Nevertheless, Mike reads every book on scaring there is and finally enters his freshman year at Monsters U—where all the top Scarers graduate from. His new roomie is slippery chameleon Randy (Steve Buscemi, returning in the role), now a shy, uncertain frosh. His nemesis is cocky, entitled Sulley. Unlike Mike, Sulley never has to crack a book; his family lineage and big, scary size insure that he can breeze through his courses with ease.        

When their bickering rivalry gets them both thrown out of the Scarer program, Mike knows the only way to prove himself is to win the annual campus Scare Games competition. But it’s a team contest; both Mike and Sulley have to join the dorky frat house, Oozma Kappa (OK) to compete. Which leads to plenty of inspiring pep talks and heart-to-hearts as Mike and Sulley find common ground and lead their underdog team in the games against the campus jocks of Roar Omega Roar (ROR).

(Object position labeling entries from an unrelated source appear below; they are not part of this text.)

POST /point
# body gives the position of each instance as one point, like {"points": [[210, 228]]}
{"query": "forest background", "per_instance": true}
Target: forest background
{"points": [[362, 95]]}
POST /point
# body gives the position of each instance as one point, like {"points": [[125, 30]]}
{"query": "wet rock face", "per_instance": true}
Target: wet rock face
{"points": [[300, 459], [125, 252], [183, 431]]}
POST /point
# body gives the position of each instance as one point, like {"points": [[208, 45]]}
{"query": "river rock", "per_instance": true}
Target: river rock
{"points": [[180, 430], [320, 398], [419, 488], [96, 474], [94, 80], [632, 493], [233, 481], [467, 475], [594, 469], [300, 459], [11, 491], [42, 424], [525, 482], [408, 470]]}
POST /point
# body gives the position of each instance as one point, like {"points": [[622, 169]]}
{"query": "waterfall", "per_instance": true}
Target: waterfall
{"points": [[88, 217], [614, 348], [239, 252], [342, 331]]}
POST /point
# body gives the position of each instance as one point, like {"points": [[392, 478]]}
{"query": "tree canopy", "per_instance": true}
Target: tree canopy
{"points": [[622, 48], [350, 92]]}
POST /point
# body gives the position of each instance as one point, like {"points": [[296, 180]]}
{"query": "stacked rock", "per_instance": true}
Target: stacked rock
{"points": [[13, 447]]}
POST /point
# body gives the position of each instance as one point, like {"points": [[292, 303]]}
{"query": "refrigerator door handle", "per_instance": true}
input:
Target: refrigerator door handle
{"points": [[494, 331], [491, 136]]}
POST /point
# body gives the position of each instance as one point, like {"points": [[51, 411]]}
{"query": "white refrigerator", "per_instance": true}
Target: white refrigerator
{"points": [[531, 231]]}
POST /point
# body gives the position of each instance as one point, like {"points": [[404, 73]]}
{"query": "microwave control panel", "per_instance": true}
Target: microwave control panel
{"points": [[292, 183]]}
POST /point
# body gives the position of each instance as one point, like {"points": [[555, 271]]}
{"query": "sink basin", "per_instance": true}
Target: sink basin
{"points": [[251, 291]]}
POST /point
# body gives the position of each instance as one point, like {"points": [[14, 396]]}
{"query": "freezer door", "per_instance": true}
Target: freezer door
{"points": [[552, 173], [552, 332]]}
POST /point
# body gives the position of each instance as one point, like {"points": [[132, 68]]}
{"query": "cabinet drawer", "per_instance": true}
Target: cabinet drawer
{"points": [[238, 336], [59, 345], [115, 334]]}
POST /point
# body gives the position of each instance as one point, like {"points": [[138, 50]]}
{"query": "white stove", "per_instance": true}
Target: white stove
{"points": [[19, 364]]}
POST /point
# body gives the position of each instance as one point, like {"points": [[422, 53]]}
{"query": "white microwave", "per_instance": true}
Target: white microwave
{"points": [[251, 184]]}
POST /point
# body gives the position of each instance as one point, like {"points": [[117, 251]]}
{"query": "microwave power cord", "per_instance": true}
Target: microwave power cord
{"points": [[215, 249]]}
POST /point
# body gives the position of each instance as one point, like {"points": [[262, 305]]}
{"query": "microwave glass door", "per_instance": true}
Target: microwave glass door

Part frat house comedy, part Hunger Games, with a soupcon of Hogwarts, Monsters U delivers some engaging messages with a very light touch. In their various trials (especially an unexpected and exciting finale that finds them loose together in the dangerous human world), Mike and Sulley learn they can accomplish way more as a team than alone. To inspire his frat brothers, Mike leads them after-hours back to Monsters Inc. to watch the masters at work, where the only thing the pro Scarers have in common is their diversity.

Although, that said, the movie could use a few more female monsters. Unlike the individuated boys of OK, and ROR, the sorority girls of PNK are identical with their three eyes and lavender-pink Marlo Thomas flips. However, the movie’s most imaginative character may be the imperious Dean Hardscrabble. An upright reptile whose dozens of centipede feet scrabble ominously across the floor, with an impressive set of giant dragon-like red wings, she’s part Maleficent, part “Night on Bald Mountain’s” devil, with a fine, chilly voice provided by Helen Mirren.

But it’s also just fun to watch all the monsters (and a more sweet-natured bunch you couldn’t imagine) do their thing in the ever unspooling college life sight gags—from football games to frat parties to finals. If you want your kids to enjoy education, enroll them in Monsters University.

MONSTERS UNIVERSITY ★★★ (out of four)
With the voices of Billy Crystal, John Goodman, Steve Buscemi, Helen Mirren, and Sean Hayes. A Walt Disney Pictures release. Written by Daniel Gerson, Robert L. Baird, and Dan Scanlon. Directed by Dan Scanlon. (G) 104 minutes.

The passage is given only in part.